RV32E is a big part of it since it only effectively uses 13 registers which makes it possible to write a recompiler that doesn't have to spill any of the them to memory on AMD64.
But there are a few other aspects of RISC-V which are suboptimal for a VM like mine, which I handle by postprocessing the standard ELF binaries with a custom linker. Some of the major things are:
- The instruction encoding format. While it's great for hardware execution, for a VM it can be both simplified and made more compact. For example, I encode branches as: a byte with an opcode + a byte with two 4-bit registers packed + a varint with the absolute address to jump to. This is more space efficient, naturally supports fully sized immediates and doesn't require the crazy bit shuffling to extract them.
- The limited range of immediates. Due to the use of varints I support full length immediates, and I macro-fuse LUI + ADDI etc. in my linker into a single ADDI.
- The zero register. This is only a problem because I must support AMD64 as a target, and there just isn't a free register there where I could park a zero in. This can be special-cased in the VM, but it is kinda tricky and annoying (and a lot of these cases are never emitted by the compiler, so you have a bunch of complexity and effectively useless dead code). So what I do is that I disallow the zero register in the bytecode, and when postprocessing the code in my linker I either just replace those instructions (e.g. if there's a MUL which uses the zero register as one of the source registers I compute the result and put an immediate load there instead), get rid of them (e.g. if the instruction uses it as a destination then it's a NOP) or convert them into new instructions which take any immediate and not only a zero.
- The alignment requirements of code addresses. I don't load any of the code into guest visible memory (it's effectively a Harvard architecture VM), and I virtualize code addresses to not address instructions individually, but basic blocks (so e.g. an address of "4" points to the 1st basic block, "8" points to the 2nd, etc.).
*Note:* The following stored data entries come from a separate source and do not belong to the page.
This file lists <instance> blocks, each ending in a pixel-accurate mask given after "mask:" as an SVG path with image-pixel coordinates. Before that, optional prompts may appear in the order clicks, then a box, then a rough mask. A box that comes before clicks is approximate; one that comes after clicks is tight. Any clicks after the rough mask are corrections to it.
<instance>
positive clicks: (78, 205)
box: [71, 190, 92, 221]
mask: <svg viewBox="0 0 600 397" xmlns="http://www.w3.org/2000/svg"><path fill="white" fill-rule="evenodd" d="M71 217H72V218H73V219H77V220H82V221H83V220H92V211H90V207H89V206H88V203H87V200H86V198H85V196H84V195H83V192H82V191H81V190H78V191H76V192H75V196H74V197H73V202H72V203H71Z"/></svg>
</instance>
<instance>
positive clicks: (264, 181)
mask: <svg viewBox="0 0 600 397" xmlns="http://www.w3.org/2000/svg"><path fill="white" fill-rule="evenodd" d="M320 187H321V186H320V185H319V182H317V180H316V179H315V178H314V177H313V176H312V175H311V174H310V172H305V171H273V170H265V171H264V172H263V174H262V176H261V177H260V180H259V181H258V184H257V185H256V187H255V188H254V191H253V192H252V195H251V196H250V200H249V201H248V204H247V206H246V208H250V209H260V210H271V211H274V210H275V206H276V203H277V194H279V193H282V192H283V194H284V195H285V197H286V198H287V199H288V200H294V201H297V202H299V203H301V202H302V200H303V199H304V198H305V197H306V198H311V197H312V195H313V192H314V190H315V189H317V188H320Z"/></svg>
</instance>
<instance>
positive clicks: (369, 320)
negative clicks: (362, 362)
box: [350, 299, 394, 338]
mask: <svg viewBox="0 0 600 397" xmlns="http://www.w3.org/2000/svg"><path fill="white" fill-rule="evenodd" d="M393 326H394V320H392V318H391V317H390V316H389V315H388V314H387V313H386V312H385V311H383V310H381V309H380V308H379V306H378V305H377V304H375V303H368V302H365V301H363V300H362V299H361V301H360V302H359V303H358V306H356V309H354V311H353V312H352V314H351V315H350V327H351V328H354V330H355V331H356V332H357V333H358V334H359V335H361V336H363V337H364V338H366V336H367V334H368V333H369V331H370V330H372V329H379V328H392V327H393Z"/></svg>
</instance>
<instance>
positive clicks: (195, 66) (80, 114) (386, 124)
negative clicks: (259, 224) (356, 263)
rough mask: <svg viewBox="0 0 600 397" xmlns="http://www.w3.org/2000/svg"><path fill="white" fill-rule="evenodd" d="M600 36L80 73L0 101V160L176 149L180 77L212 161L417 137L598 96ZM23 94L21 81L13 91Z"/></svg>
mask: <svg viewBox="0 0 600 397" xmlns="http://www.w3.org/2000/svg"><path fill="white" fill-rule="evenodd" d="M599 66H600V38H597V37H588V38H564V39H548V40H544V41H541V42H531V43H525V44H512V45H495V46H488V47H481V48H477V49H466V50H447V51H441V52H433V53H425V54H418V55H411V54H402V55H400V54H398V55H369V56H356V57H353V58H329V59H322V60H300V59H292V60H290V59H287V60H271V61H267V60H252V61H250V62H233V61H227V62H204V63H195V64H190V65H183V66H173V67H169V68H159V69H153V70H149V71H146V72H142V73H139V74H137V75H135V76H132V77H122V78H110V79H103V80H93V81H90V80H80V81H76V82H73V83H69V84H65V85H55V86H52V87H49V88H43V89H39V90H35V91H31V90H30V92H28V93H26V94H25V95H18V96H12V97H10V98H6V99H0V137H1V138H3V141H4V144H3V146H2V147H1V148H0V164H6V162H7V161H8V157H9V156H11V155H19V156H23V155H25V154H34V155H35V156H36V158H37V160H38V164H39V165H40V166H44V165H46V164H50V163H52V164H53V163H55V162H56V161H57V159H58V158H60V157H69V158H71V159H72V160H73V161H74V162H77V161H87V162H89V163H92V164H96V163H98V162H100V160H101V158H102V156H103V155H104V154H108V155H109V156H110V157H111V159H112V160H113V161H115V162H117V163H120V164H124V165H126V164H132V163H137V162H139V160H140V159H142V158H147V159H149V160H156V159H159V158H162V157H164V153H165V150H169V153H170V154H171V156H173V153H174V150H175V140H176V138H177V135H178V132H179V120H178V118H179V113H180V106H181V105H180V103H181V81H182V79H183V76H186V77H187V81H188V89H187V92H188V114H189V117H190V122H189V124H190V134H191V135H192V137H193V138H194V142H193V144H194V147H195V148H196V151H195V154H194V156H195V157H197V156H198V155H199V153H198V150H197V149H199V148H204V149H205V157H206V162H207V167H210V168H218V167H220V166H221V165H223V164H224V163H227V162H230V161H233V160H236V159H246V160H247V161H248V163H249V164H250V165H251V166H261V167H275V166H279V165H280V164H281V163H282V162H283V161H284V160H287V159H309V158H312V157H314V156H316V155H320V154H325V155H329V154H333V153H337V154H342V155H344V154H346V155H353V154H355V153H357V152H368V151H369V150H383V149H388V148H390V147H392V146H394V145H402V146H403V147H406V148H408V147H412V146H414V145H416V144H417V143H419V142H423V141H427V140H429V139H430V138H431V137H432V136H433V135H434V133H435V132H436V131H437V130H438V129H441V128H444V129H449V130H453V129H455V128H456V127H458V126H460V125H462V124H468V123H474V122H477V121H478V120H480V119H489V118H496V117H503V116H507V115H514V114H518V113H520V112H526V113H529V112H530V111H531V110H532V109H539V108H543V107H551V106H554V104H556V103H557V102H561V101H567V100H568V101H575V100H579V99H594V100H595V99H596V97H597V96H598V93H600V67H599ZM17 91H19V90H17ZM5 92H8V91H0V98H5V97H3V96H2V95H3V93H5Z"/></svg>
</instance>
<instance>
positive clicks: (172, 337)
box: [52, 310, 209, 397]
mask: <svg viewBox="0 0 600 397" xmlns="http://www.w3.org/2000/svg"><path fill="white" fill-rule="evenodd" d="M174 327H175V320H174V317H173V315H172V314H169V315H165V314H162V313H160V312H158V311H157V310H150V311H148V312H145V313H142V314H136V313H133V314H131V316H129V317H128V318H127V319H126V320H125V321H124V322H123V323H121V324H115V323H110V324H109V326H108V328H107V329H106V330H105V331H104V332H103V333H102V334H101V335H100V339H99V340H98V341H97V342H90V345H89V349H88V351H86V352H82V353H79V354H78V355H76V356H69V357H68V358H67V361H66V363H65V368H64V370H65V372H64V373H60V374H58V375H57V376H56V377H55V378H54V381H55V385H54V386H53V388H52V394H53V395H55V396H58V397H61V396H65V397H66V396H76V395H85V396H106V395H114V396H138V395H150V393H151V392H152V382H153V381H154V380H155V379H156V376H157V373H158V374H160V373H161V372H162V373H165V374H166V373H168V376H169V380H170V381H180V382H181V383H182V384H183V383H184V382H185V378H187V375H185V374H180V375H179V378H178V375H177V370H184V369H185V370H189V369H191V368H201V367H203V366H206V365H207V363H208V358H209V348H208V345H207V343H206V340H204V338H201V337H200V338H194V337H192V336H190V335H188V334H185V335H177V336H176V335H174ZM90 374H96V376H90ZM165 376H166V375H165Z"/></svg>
This has a couple of benefits: it reduces the attack surface (you can't ROP your way around anywhere, only to the start of basic blocks), is more compact to encode (since there are less basic blocks than instructions the addresses are smaller and you need less bits to encode them as varints), makes it possible to efficiently emit code for basic block based gas metering in a single-pass without having to analyze the control flow, etc. Unfortunately I still need to handle the case of "what if someone dynamically jumps to address 3", and there's no way to work around this issue in my linker, so at run time I have to create a jump table (for translating guest addresses into host addresses) that's 4 times bigger than necessary. This wastes memory and introduces extra cache misses. (I can later drop this down to 2 if I add support for the C extension, but that will still make it twice as big than necessary.)
---------
So my number one wish for RISC-V that'd make it nicer for VMs (and wouldn't be VM specific) would probably be an extension which supports full length immediates and forces the minimum alignment of code addresses to be 1.